CRISIS EN ASTURIAS

Marqués impulsa una investigación sobre el hombre de confianza de Cascos en Asturias

El presidente de Asturias, Sergio Marqués, agilizó ayer la puesta en marcha de una comisión de investigación parlamentaria que afecta al presidente regional del PP, Isidro Fernández Rozada, su principal enemigo político y hombre de confianza de Francisco Álvarez Cascos en Asturias. La decisión impulsa una iniciativa del Parlamento regional para indagar posibles irregularidades en la Caja de Asturias y que llevaba medio año paralizada. Marqués relevó ayer a los dos consejeros de su Gobierno que habían dimitido el lunes. Un gesto que para el PP equivale a su exclusión del partido.

Más información

Pero Marqués no se limitó a cubrir los huecos de su Ejecutivo y pasó al ataque. Convocó al Consejo de Gobierno y aprobó la contratación de 65 proyectos de obras con una inversión de casi 43.000 millones de pesetas, el doble de las licitadas en todo un año en ejercicios anteriores. Además, declaró que quiere continuar al frente del Principado "como mínimo hasta junio de 1999", fecha de las elecciones autonómicas.Entre tanto, Isidro Fernández Rozada aseguró a este diario que ni él ni nadie de su entorno ha pedido u obtenido crédito alguno de Caja de Asturias, en contra de lo que parece apuntar la decisión de Marqués de impulsar la investigación sobre esa entidad.

Sergio Marqués convocó a su Gabinete a las nueve y media de la mañana para la toma de posesión de los dos nuevos consejeros, que completan así un Ejecutivo con media docena de carteras. Ninguna otra autoridad institucional o política asturiana acudió al acto. El presidente dio la bienvenida a los nuevos consejeros, el de Cooperación, Leonardo Verdín, y el de Agricultura, Manuel Fernández, y aprovechó para lanzar un mensaje, en unos momentos que él mismo calificó de "difíciles e incluso insoportables": "Poned siempre y delante de cualquier otra consideración los intereses de Asturias".

El presidente fue condescendiente con los altos cargos que le han abandonado. Defendió que lo hicieron bien durante su mandato y lamentó que hayan antepuesto a Asturias otra palabra, en alusión al PP. Y finalizó con una frase que disipaba dudas sobre su continuidad en el cargo: "Con las miserias no se debe hacer otra cosa que echárselas al hombro y seguir caminando como si no existieran".

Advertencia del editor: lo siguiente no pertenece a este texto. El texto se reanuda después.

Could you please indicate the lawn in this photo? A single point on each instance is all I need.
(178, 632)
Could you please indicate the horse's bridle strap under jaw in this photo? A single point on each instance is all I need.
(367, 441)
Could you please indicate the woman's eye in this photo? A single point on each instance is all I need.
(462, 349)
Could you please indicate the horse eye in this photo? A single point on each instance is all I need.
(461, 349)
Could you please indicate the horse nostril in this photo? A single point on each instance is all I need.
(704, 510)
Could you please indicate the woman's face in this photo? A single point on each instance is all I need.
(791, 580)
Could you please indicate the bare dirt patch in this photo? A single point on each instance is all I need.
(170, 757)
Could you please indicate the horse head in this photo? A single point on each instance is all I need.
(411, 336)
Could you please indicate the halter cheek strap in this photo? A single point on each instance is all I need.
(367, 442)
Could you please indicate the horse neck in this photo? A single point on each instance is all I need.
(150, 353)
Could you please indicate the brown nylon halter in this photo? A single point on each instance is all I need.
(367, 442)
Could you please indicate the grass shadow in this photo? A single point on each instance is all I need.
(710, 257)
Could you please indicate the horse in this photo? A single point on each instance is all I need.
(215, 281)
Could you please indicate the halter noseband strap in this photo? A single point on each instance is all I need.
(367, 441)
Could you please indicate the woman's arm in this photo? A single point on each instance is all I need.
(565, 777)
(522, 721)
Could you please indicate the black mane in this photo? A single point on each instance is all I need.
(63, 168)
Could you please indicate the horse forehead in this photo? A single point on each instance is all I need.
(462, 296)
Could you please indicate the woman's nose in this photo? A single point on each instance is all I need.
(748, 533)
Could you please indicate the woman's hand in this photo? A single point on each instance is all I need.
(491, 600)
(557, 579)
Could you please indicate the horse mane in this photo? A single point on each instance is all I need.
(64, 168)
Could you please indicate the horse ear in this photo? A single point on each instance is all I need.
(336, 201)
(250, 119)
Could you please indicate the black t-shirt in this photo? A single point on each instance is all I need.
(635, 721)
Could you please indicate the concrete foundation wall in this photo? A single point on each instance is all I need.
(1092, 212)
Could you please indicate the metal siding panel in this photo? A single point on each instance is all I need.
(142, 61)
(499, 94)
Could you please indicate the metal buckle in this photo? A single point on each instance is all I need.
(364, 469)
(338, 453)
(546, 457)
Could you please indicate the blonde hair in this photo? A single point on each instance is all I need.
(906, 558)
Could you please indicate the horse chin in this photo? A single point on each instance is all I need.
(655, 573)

Por la tarde, en los pasillos del Parlamento, resaltó que se siente "fuerte" y con ánimos para gobernar hasta junio de 1999, fecha de las elecciones autonómicas.

Los dos nuevos consejeros juraron sus cargos recordando los mandatos que les impone la Constitución y el Estatuto de Autonomía, sin citar al PP. Para el consejero de Cooperación, el nuevo hombre fuerte en el Gobierno asturiano, ayer fue su día. Hace una semana fue cesado como portavoz parlamentario del PP por su afinidad con Marqués. Ayer, éste premió su fidelidad nombrándole vicepresidente y portavoz.

Marqués demostró que está dispuesto a apretar el acelerador de las inauguraciones y de su presencia en actos públicos. Por la tarde, compartió mesa, en el Patronato de los Premios Príncipe de Asturias, con otro de sus adversarios más furibundos en el PP asturiano, el alcalde de Oviedo, Gabino de Lorenzo. Juntos fallaron el Premio de la Concordia.

El Ejecutivo de Marqués quiso demostrar que va a seguir trabajando como si nada hubiera ocurrido, y para acreditarlo escogió un tema importante en la región. La semana pasada había pactado con el Gobierno central la transferencia de los fondos para la minería, que distribuirán en Asturias miles de millones procedentes de la UE para paliar la crisis industrial. En siete días, el Gobierno de Marqués ha resuelto los expedientes de 65 proyectos, con una inversión de 42.800 millones de pesetas. El consejero de Fomento, Juan José Tielve, desencadenante de esta crisis política, aseguró que es la mayor inversión efectuada en un solo día en Asturias.

El portavoz no quiso precisar con qué grupos políticos pretende pactar el Gobierno los presupuestos de 1999, que estudió ayer. Tanto Marqués como Leonardo Verdín han pasado ya al Grupo Mixto, e igual suerte correrán los otros tres diputados populares que les apoyan. El PP se quedará con 16 parlamentarios, el PSOE con 17, IU con cinco, y el Grupo Mixto con siete.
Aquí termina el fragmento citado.